In his research on wages, Altonji and Robert Shakotko finds that wages rise modestly with job seniority and that general labour market experience and "job shopping" account for most wage growth over a career, with the strong cross-sectional relationship between tenure and wages being mainly due to heterogeneity bias. A 2005 reestimation by Altonji and Nicolas Williams yielded an estimate of 10 years of tenure increasing the log wage by 0.11, suggesting that the return to tenure has likely grown over time. In a paper with Aloysius Siow, Altonji tests the rational expectations lifecycle model of consumption against a Keynesian model and the rational expectations lifecycle model with imperfect capital markets, finding the evidence to reject the Keynesian model but yielding inconclusive results as to whether the assumption of perfect capital markets is necessary or not. In a study with Paul Devereux, Altonji studies to what extent nominal wages are downwardly rigid and what effect such rigidities have on wage levels, wage changes, and labour market transitions.
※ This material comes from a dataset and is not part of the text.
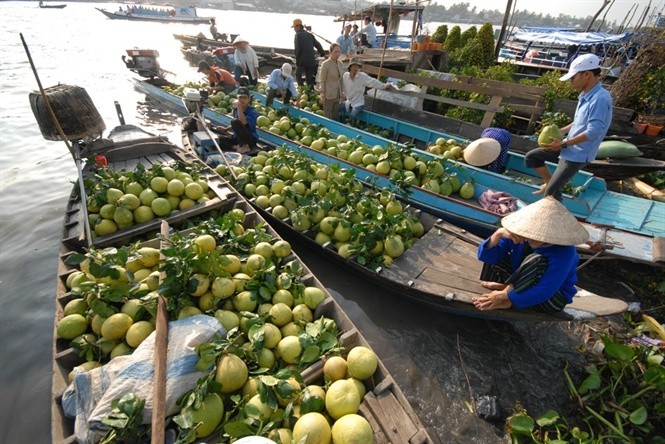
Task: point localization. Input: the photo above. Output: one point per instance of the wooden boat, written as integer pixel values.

Most recently, Altonji, Anthony Smith Jr. and Ivan Vidangos used indirect inference to estimate a joint model of earnings, employment, job changes, wage rates, and work hours over a career, finding that human capital is responsible for most of earnings growth over a career, though with important roles for job seniority and mobility, and that unemployment shocks have substantial impacts on earnings in both the short and long run.

=== Other research===

Further major research by Altonji has addressed small-sample bias in GMM estimation of covariance structures (with Lewis Segal), cross section and panel data estimators for nonseparable models with endogenous regressors (with Rosa Matzkin), and the implications of changes in the characteristics of American youth for adult outcomes (with Prashant Bharadwaj and Fabian Lange).